Dana-Farber Cancer Institute, Boston, MA

Marina Dusevic Kaymakcalan , Wanling Xie , Laurence Albiges , Scott A. North , Christian K. Kollmannsberger , Martin Smoragiewicz , Nils Kroeger , Connor Wells , Sun Young Rha , Jae-Lyun Lee , Andre Poisl Fay , Daniel Yick Chin Heng , Toni K. Choueiri

Organizations

Dana-Farber Cancer Institute, Boston, MA, Department of Biostatistics and Computational Biology, Dana-Farber Cancer Institute, Harvard Medical School, Boston, MA, Institut Gustave Roussy, University of Paris Sud, Villejuif, France, Cross Cancer Institute, Edmonton, AB, Canada, BC Cancer Agency, Vancouver Cancer Centre, Vancouver, BC, Canada, BC Cancer Agency, Vancouver, BC, Canada, Department of Urology, University Medicine Greifswald, Greifswald, Germany, Tom Baker Cancer Centre, University of Calgary, Calgary, AB, Canada, Yonsei University College of Medicine, Seoul, South Korea, Department of Oncology, Asan Medical Center, University of Ulsan College of Medicine, Seoul, South Korea, Oncology Service and Oncology Research Unit, HSL/PUCRS, Porto Alegre, Brazil

Research Funding

No funding sources reported

Background: VEGF targeted therapy (VEGF-TT) are standard in advanced metastatic renal cell carcinoma (mRCC), however, toxicities that can lead to drug discontinuation can have a significant impact on patient (pt) outcomes. We aimed to identify risk factors for toxicity and develop the first model to predict toxicity-related treatment discontinuation (TrRD) in mRCC pts treated with VEGF-TT. Methods: Baseline characteristics and treatment outcome data were collected on 936 mRCC pts on first-line VEGF-TT from 7 IMDC institutions. TrTD was analyzed using a competing risk regression model for treatment discontinuation. Results: Median follow up was 23 months. Treatment discontinuation occurred in 833 pts (89%), of which 198 (23.8%) were related to drug toxicity. Sunitinib was the most common VEGF-TT (77%) in our series followed by sorafenib (18.4%). Median time on therapy was 7.1 months in all pts and 4.4 months for pts with TrTD. Most common toxicities leading to TrTD included fatigue, diarrhea and mucositis. On multivariate analysis, significant adverse predictors for TrTD (p<0.05) were: age (≥60 years), baseline glomerular filtration rate (GFR) <30 cc/min, number of metastatic sites (>1), and baseline sodium level (<LLN). A model was developed using the number of patient risk factors to predict the risk of TrTD (Table). Conclusions: In the largest series reported to date, age, GFR, number of metastatic sites, and baseline sodium level were found to be independent risk factors that predict toxicity-related treatment discontinuation in mRCC pts treated with VEGF-TT. Based on the number of risk factors present, we built the first model to predict treatment-related drug discontinuation. This model can be used for treatment and frequency of monitoring considerations in clinical practice.

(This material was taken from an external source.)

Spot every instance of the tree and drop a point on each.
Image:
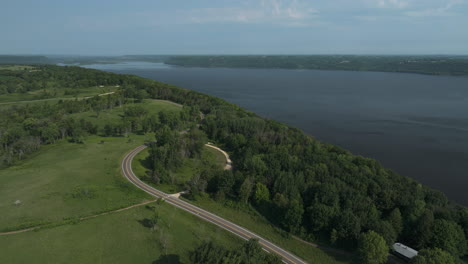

Novel model to predict toxicity-related treatment discontinuation in mRCC patients on VEGF-TT.

Risk groupN (%)HRp value
HIGH(≥3 RF)95 (12)3.98<0.0001
INTN(2 RF)208 (25)2.35<0.0001
LOW (0/1 RF)516 (63)1.00

Risk groups were derived based on number of risk factors (RF).* The RF is 1 for age ≥60 and is 2 for age≥70.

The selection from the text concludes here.